Ecco l’enorme danno che Cosa Nostra realizza alle collettività siciliane: altera il gioco democratico (il risultato di quelle elezioni vide Sodano più Cosa Nostra raggiungere il 50,7 per cento dei voti e Arnone fermarsi al 49,3) e seleziona i peggiori soggetti in danno di coloro che avrebbero vinto e operato per il bene della collettività se Cosa Nostra non avesse interferito.

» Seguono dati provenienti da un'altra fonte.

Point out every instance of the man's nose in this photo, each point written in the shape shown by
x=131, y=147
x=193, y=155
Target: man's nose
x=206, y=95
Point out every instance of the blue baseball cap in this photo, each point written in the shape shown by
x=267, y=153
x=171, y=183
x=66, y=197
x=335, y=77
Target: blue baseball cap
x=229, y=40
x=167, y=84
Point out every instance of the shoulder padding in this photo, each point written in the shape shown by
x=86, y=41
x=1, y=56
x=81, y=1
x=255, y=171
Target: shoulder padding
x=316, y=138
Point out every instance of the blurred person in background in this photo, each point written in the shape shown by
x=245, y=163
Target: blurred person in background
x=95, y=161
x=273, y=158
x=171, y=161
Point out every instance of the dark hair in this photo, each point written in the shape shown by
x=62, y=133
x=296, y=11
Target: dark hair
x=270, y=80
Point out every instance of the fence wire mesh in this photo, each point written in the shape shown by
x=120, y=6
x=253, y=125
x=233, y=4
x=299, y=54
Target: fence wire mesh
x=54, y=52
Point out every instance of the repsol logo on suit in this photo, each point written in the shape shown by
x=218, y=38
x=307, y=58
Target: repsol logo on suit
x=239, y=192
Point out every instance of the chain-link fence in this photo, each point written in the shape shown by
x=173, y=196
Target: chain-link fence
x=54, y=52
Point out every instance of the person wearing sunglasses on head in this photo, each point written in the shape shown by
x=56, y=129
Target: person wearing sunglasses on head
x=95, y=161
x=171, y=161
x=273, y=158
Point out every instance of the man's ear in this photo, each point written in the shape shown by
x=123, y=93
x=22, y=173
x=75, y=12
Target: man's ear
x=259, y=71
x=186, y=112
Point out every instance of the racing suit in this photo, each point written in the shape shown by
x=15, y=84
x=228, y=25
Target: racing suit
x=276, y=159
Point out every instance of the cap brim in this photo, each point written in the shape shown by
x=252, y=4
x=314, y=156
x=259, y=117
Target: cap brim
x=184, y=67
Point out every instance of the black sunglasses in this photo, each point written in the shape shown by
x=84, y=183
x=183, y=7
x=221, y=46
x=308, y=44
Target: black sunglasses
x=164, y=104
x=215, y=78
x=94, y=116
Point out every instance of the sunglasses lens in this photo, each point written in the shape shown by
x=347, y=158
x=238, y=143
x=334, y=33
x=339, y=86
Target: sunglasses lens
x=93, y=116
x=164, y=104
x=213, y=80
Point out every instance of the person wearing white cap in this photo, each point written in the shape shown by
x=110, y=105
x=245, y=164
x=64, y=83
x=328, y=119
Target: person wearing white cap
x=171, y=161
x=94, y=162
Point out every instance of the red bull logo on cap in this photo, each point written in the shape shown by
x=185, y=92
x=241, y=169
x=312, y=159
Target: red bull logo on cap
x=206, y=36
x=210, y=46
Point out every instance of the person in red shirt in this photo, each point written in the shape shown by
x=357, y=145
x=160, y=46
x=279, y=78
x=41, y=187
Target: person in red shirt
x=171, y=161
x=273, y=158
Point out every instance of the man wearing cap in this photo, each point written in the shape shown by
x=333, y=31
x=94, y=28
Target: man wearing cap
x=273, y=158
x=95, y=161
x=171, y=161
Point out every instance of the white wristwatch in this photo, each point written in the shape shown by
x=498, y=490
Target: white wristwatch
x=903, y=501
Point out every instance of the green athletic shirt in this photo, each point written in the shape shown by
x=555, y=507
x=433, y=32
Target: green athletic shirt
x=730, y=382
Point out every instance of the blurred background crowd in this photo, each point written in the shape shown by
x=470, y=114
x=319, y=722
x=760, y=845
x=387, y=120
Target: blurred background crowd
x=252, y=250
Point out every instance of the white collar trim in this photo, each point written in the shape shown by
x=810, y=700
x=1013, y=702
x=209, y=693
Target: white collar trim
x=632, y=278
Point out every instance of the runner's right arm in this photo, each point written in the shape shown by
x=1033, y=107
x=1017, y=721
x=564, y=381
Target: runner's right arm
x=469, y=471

Vi chiedo di inserire queste ricostruzioni degli interventi elettorali di Cosa Nostra per condizionare la vita democratica ad Agrigento nella memoria storica del vostro meritorio impegno civile e culturale.
E concludo con un altro ricordo che appartiene sempre alla memoria antimafia di questa terra, ricordo che concretizzo donando un Dvd a Rita Borsellino. E’ il Dvd che contiene le immagini della presentazione del primo libro sulla mafia agrigentina, il volume che pubblicava gli atti del processo istruito da Rosario Livatino e da altri valenti magistrati (Salvatore Cardinale, Roberto Sajeva, Elio Spallitta, Fabio Salamone) alla mafia di Agrigento. Quel volume da me realizzato si intitolava “Mafia, il processo di Agrigento”. Venne a presentarlo nella Valle dei Templi Paolo Borsellino. E in quell’occasione Paolo Borsellino diede fuoco alle polveri aprendo uno scontro che infiammò le prime pagine dei giornali nazionali e quindi il Parlamento e il Csm per denunciare tutte le attività che il Consigliere Istruttore Antonino Meli poneva in essere per smantellare il pool antimafia e rendere impossibile la vita a Giovanni Falcone. Inizialmente, i giornali siciliani asserviti al sistema politico – mafioso censurarono le drammatiche parole di Paolo Borsellino. Fu io, col permesso del magistrato, trasformandomi in suo addetto stampa (mi aveva regalato i suoi appunti, scritti a mano con una grafia molto ariosa, appunti che sono anche ripresi nel Dvd, a contattare la settimana successiva alla presentazione del libro i giornalisti di Repubblica e l’Unità, Bolzoni e Lodato. Le dichiarazioni di Borsellino finirono in prima pagina e appunto l’intera Italia conobbe le follie che si combinavano contro Giovanni Falcone in quel Palazzo di Giustizia di Palermo.
Tanto intendevo rassegnarVi e consegno il dvd con le immagini di Paolo Borsellino nella Valle dei Templi in quel luglio 1988, in occasione della presentazione del libro “Mafia, il processo di Agrigento”, alla cara Rita.